The Monetary Authority of Singapore (Singapore’s central bank) eased its interest rate policy yesterday as the country braced for a recession. By setting the Singapore Dollar’s rate of appreciation at zero percent at the prevailing lower level of its exchange rate policy, the MAS effectively eased. The MAS uses the Singapore Dollar’s nominal effective exchange rate (S$NEER) as its main policy tool as opposed to interest rates. Singapore is a small country and the economy is open with a heavy dependence on trade. The move was widely expected.
While the MAS move was widely expected, it was the first-time that Singapore central bank lowered the band’s centre since 2009 during the global financial crisis. The Singapore Dollar had been appreciating too much too quickly against other Asian and EM currencies much to the dismay of the authorities.

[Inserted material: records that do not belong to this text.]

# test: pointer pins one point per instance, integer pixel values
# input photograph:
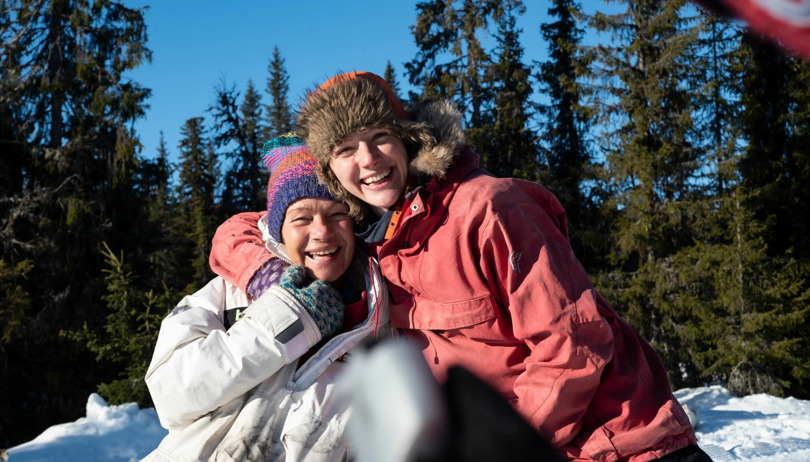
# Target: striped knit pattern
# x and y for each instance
(292, 177)
(320, 299)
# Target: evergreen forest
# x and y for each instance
(680, 150)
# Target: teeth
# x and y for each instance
(322, 253)
(377, 178)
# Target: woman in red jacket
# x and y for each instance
(481, 274)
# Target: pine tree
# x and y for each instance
(453, 30)
(130, 331)
(565, 123)
(505, 138)
(238, 131)
(279, 114)
(651, 163)
(66, 105)
(390, 76)
(197, 176)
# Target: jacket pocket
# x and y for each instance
(426, 314)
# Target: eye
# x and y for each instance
(299, 219)
(337, 216)
(342, 151)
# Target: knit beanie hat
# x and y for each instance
(292, 177)
(350, 103)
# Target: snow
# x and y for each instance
(755, 428)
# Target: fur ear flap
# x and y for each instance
(438, 135)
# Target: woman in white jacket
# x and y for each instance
(251, 374)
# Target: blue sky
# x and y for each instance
(196, 45)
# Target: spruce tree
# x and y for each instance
(390, 76)
(67, 105)
(279, 114)
(505, 137)
(564, 126)
(238, 132)
(451, 61)
(651, 162)
(196, 189)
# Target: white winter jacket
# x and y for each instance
(240, 394)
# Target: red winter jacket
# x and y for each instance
(481, 274)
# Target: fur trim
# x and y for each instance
(357, 103)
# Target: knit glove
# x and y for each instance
(320, 300)
(266, 277)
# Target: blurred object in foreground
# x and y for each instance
(400, 413)
(786, 22)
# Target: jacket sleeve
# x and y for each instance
(554, 310)
(198, 366)
(237, 249)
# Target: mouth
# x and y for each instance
(378, 178)
(324, 254)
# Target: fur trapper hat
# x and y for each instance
(358, 101)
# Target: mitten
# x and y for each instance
(267, 276)
(320, 299)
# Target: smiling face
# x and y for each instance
(319, 235)
(373, 166)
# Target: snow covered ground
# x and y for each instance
(755, 428)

USD/SGD hit a high at 1.4646 a week ago before dropping to 1.4275 yesterday when the announcement was made. USD/SGD initially plunged to 1.4178 from 1.4275 before rebounding to settle at 1.4235 in late New York. Immediate support lies at 1.4200 followed by 1.4170. Immediate resistance can be found at 1.4280 followed by 1.4330. Look for the USD/SGD to grind higher with a likely range today of 1.4225-1.4325.